Guoliang Li: Data Science for LLM

LLM has widespread applications and has revolutionized many industries, but suffers from several challenges. First, sufficient high-quality training data is inevitable for producing a well-performed model, but the data is always human expensive to acquire. Second, a large amount of training data and complicated model structures lead to the inefficiency of training and inference. Fortunately, database techniques can benefit LLM by addressing the above challenges.

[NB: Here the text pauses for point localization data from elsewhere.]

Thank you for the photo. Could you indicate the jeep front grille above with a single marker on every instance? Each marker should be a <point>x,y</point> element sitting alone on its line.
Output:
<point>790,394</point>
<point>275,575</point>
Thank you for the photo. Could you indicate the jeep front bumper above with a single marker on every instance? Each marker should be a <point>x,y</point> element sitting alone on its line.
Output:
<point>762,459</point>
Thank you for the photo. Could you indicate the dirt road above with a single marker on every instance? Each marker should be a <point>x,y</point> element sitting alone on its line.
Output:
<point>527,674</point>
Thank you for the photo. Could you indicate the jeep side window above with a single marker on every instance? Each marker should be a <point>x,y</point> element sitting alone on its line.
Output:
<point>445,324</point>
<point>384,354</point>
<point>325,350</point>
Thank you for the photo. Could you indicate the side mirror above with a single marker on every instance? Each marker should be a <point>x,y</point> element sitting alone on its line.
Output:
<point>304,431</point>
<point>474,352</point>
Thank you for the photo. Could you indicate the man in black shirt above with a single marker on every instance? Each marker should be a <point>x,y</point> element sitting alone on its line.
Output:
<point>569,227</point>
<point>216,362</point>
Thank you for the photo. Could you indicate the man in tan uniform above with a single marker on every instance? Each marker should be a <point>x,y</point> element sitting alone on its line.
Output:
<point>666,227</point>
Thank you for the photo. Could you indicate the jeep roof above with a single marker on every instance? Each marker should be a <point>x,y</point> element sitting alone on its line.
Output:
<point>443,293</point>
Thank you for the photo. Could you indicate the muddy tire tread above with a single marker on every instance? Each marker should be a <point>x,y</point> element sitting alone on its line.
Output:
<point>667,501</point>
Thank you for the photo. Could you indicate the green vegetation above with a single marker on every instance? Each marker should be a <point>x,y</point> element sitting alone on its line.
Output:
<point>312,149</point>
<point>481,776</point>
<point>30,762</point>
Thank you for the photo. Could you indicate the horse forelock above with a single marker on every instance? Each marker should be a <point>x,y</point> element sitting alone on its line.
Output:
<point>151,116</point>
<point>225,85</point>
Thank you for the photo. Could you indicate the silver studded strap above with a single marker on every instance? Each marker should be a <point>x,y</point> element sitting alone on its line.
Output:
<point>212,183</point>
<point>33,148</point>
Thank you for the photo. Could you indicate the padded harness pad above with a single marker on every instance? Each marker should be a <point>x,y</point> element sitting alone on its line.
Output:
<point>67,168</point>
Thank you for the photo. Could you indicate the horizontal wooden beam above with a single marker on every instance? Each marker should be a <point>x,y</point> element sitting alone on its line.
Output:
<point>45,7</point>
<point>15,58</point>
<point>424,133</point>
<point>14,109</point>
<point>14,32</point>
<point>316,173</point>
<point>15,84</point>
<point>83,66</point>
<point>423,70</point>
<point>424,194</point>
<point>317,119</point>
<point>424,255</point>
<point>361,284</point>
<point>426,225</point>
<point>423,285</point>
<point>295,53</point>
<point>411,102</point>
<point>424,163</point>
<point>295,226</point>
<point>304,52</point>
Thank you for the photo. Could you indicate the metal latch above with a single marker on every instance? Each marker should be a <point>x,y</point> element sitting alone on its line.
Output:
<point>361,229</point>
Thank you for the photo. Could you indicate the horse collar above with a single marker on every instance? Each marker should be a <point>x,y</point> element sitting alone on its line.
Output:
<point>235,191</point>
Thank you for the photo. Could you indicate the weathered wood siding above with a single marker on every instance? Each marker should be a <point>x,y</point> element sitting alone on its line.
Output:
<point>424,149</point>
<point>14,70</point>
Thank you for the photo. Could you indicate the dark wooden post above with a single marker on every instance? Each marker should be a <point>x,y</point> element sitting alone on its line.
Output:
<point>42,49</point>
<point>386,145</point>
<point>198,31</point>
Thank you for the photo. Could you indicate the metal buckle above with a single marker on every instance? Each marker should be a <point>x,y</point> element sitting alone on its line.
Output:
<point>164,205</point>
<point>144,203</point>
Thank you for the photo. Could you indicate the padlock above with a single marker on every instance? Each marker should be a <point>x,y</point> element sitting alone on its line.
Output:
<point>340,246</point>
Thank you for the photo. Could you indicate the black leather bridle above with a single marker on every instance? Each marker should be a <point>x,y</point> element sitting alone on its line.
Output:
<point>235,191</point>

In this talk, I will review existing studies from the following three aspects along with the pipeline highly related to ML. (1) Data preparation (Pre-ML): it focuses on preparing high-quality training data that can improve the performance of the ML model, where we review data discovery, data cleaning and data labeling. (2) Model training & inference (In-ML): researchers in ML community focus on improving the model performance during training, while in this talk I mainly discuss how to accelerate the entire training process, also including feature selection and model selection.